# Confusion (5) from Weinberg's QFT.(invariance of S-matrix)

1. Aug 10, 2011

### kof9595995

At the beginning of section 3.3, he says lorentz invariance of S-matrix means the same unitary operator acts on both in and out states. I feel a bit blur about this since he doesn't give any concrete example. Say the eletron-positron annihilation process, we have 1 electron, 1 positron, 0 photon as in state, and 0 electron, 0 positron, 2 photons as out state, we know lorentz group has different representations on electrons and photons, then how shall we have the same unitary operator of both in and out states in such process?

2. Aug 10, 2011

### meopemuk

I prefer a different definition of the Lorentz invariance of scattering.
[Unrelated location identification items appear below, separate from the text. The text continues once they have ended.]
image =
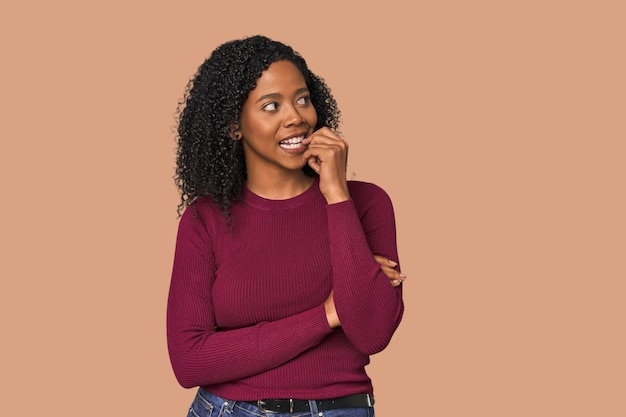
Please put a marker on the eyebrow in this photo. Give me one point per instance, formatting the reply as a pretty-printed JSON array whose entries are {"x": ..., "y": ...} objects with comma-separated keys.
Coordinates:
[{"x": 277, "y": 95}]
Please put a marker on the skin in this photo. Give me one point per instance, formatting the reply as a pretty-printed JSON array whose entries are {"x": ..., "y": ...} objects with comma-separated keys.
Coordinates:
[{"x": 279, "y": 108}]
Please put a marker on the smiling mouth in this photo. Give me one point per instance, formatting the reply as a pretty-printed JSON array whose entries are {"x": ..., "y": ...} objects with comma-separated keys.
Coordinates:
[{"x": 291, "y": 143}]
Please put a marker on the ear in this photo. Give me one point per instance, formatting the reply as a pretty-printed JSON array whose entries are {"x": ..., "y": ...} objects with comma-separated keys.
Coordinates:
[{"x": 234, "y": 131}]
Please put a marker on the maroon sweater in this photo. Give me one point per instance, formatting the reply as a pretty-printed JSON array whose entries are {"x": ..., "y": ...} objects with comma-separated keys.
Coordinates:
[{"x": 245, "y": 317}]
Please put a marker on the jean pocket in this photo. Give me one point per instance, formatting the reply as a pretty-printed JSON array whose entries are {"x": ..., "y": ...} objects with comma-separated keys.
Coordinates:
[{"x": 200, "y": 407}]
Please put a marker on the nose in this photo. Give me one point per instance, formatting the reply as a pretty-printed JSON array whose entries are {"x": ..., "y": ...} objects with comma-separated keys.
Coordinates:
[{"x": 292, "y": 116}]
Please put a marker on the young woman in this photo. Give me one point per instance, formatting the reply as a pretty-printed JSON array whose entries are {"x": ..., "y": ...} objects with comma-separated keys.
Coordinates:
[{"x": 285, "y": 276}]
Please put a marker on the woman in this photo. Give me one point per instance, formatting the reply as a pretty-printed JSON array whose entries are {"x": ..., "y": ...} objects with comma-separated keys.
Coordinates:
[{"x": 285, "y": 277}]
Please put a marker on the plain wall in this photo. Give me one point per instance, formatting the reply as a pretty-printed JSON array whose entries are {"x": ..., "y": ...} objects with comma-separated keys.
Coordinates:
[{"x": 497, "y": 128}]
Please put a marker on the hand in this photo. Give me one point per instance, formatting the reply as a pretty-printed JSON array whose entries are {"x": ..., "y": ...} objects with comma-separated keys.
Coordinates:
[
  {"x": 327, "y": 154},
  {"x": 331, "y": 312},
  {"x": 387, "y": 265}
]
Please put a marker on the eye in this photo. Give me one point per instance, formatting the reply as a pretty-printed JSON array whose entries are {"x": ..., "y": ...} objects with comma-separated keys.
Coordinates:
[
  {"x": 273, "y": 106},
  {"x": 304, "y": 100}
]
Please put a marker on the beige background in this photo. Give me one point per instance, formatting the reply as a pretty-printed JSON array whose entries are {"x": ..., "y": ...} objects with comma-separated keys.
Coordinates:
[{"x": 497, "y": 127}]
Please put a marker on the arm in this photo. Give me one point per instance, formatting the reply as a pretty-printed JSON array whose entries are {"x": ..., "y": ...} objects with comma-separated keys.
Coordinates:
[
  {"x": 362, "y": 301},
  {"x": 368, "y": 308},
  {"x": 202, "y": 355}
]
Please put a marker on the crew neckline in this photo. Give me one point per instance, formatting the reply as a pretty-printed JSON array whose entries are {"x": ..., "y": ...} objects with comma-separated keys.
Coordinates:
[{"x": 263, "y": 203}]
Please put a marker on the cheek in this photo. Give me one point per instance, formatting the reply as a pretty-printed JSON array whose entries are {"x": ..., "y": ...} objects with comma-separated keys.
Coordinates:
[{"x": 312, "y": 117}]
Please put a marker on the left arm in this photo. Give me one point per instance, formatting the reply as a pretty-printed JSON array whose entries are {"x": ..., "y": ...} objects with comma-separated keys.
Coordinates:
[{"x": 367, "y": 307}]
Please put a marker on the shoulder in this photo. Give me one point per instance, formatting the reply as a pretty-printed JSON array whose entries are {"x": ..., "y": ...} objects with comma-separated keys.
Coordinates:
[
  {"x": 202, "y": 213},
  {"x": 367, "y": 194}
]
This definition is purely algebraical, does not involve states, and is applied directly to the S-operator:

$$U_0(\Lambda, a) S U_0^{-1}(\Lambda, a) = S$$

where $U_0$ is the non-interacting representation of the Poincare group.

Eugene.

3. Aug 11, 2011

### dextercioby

The in/out states are multi-particle states, so the unitary operator acting on them is actually an operator acting on a product of different (sub)spaces. For example, the unitary operator corresponding to a photon acts trivially (no change) on a subspace of an electron representation.

4. Aug 11, 2011

### IRobot

I don't have the book with me, but I think several times Weinberg gives explicit examples of $U(\lambda,a)$ acting on states with $\sum_{\sigma'}D_{\sigma,\sigma'} \psi_\sigma$ where the D matrix correspond to the specific representation of the Lorentz Group.

5. Aug 15, 2011

### kof9595995

Thank you all, but somehow I still get a strange feeling somewhere which I can't express clearly. Perhaps I'll come back to this later.